Making Science Interesting

Wed 26 March 2014

Science is fascinating. There’s a common misconception that science must be made interesting — that it must be dressed up in flashy clothes and simplified for people not on tenure to be interested in it. I believe that science speaks for itself, and that there are few things more wonderful than watching it in action and experimenting with it.

Look up at the Milky Way way at night: that’s science. Rockets, stinks & bangs, this website, the internet — it’s all science. Even boring things like video games have science in them (there’s a lot of mathematics and physics involved in, say, Angry Birds).

That’s is what this alleged ‘Science Class’ thing is about: Building things with science, recreating discoveries that have been taken for granted (possibly even forgotten by most people) for hundreds or thousands of years, and having a good time in the process. It’s science without Comic Sans, bright colors, and affectation. (yeah, I have kind of a thing about Comic Sans.)

I attempt to take the middle road between simple and comprehensive.

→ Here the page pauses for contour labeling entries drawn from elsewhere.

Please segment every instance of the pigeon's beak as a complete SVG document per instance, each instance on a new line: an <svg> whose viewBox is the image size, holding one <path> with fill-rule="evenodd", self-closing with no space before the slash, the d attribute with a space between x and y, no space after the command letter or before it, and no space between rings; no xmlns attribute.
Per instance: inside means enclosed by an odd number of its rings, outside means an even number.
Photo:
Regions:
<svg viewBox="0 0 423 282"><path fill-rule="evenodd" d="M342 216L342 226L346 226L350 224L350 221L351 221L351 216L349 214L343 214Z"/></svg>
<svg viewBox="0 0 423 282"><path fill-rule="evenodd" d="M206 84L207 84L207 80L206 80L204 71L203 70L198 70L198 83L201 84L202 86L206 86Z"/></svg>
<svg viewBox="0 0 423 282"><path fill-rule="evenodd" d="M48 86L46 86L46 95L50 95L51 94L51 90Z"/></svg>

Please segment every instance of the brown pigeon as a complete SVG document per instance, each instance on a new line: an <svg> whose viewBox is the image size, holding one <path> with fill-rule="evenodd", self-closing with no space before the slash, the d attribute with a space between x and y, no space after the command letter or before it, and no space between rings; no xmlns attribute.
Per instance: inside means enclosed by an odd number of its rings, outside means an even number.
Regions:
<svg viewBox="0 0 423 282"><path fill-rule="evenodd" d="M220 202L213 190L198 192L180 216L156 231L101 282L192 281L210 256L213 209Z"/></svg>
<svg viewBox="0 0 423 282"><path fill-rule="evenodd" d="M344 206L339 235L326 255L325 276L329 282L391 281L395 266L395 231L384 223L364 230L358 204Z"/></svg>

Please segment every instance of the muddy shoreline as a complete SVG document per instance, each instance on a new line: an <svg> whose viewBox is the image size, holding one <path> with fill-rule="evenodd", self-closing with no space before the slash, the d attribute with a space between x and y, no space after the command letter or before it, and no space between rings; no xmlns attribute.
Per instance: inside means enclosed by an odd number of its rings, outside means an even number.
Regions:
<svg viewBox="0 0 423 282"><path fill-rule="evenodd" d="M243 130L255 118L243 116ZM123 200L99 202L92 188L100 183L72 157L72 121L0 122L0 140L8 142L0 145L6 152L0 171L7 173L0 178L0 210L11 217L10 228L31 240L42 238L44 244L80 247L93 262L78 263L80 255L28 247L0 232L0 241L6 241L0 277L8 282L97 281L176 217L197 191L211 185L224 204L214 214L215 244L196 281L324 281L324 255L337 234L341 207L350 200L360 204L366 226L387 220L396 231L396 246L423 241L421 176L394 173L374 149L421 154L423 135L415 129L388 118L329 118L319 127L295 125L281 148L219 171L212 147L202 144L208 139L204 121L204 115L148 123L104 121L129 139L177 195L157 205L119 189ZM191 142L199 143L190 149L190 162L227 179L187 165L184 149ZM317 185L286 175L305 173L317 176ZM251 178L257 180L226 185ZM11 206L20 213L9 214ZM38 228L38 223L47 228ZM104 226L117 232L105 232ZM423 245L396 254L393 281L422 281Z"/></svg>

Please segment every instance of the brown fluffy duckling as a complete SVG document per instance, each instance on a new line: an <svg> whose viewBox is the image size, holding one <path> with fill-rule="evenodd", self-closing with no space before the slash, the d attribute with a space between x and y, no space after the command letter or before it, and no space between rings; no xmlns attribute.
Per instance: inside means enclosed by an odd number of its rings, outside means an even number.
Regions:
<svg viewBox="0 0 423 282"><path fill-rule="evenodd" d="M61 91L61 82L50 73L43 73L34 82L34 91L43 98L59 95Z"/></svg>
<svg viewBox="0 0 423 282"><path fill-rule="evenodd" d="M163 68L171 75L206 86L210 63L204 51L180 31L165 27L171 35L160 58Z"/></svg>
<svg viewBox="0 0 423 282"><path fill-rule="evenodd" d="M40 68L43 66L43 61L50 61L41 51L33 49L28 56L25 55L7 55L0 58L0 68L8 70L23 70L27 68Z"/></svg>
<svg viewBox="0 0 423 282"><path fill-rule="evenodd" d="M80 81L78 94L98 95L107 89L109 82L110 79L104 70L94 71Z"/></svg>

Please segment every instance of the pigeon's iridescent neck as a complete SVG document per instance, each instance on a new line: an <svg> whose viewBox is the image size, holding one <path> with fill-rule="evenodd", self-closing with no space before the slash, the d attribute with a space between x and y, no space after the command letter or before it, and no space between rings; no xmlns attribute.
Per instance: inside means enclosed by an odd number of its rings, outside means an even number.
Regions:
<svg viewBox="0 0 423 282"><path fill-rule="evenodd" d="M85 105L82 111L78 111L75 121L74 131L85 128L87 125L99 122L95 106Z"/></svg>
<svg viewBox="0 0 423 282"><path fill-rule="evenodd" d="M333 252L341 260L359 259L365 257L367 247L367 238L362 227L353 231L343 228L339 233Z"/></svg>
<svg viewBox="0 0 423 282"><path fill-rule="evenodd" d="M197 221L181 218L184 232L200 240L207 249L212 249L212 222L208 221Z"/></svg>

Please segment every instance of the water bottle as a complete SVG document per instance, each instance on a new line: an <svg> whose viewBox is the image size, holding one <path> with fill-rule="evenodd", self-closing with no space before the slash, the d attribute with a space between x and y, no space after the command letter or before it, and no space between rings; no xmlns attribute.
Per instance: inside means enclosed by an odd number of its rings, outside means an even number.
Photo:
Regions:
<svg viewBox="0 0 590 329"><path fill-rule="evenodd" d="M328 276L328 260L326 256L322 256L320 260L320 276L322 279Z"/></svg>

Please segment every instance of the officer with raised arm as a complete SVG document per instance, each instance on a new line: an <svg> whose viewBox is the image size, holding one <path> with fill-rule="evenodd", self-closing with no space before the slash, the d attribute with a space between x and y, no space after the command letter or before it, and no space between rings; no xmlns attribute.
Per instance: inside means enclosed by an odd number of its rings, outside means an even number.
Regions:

I don’t use large technical words unnecessarily, but I’m not writing in Simple English, either; if worst comes to worst, my more complicated ramblings can be thought of as vocabulary exercise. Also, I’m not attempting to explain the basic principles behind the projects in most cases. I would rather focus on what other sites don’t cover as well: neat and occasionally offbeat science projects that actually work. I usually link to resources that explain the principles involved more throughly — although note that it may take a Quantum Physicist to be able to accurately explain many of the fundamentals of science.

You may wonder, What’s not boring about spinning puny little wires with electricity? Everyone has their own reasons to learn about science, from practical to philosophic; but when it comes down to it, it’s usually about Curiosity. And since you’re on this website, you probably have a lion’s share of it.